Current Coverage Structure
The system is divided by the severity of the patient’s needs:
- Mild-to-Moderate: Covered by private insurance, Medicare Part B, or Medicaid health plans.
- Moderate-to-Serious: Managed through a Medicaid “carve out” via Prepaid Inpatient Health Plans (PIHPs) and Community Mental Health (CMH) programs.
Desired Outcomes and Strategic Solutions
To bridge these gaps, the brief proposes several strategic interventions:
- Funding loan repayment programs and scholarships for behavioral health education and training.
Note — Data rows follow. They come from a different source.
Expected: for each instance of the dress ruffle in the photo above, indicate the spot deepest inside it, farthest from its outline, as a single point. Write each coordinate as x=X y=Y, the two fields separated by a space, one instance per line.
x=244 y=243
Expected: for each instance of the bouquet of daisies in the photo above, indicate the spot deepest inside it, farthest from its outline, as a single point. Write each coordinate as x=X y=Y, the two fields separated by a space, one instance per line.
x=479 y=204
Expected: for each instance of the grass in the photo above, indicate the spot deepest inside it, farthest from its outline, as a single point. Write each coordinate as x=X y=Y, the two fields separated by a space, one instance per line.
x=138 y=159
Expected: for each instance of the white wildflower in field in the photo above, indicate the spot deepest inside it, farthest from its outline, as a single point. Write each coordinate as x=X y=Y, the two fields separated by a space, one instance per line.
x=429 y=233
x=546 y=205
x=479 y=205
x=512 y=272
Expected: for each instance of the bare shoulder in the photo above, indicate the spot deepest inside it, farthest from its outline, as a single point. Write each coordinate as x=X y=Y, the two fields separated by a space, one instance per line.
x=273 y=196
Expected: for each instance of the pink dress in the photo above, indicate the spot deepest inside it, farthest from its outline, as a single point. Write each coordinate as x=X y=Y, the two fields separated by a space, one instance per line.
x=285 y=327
- Increasing residency slots for psychiatrists and utilizing visa waiver programs (Conrad30) for foreign medical graduates.
- Expanding the “scope of practice” to allow nurse practitioners and physician assistants to perform evaluations and treatments at the “top of their licenses”.
- Joining interstate licensing compacts to streamline the licensure process and reduce barriers to practice.
2. Integrated Care and Community Services
- Expanding Certified Community Behavioral Health Clinics (CCBHCs) and behavioral health homes to integrate physical and mental health care.
- Supporting collaborative care models like Michigan Child Collaborative Care (MC3), where specialists support primary care providers in delivering services.
- Continuing efforts to “carve back in” behavioral health services to Medicaid health plans to improve financial integration.
3. Policy and Reimbursement
- Parity Enforcement: Strictly enforcing federal laws requiring mental health coverage to be no more restrictive than physical health coverage.
- Telehealth Support: Ensuring permanent and adequate reimbursement for behavioral health telehealth services across all insurance types.
The ultimate goal is a coordinated, adequately staffed system that eliminates geographic and financial barriers to ensure timely care for all residents.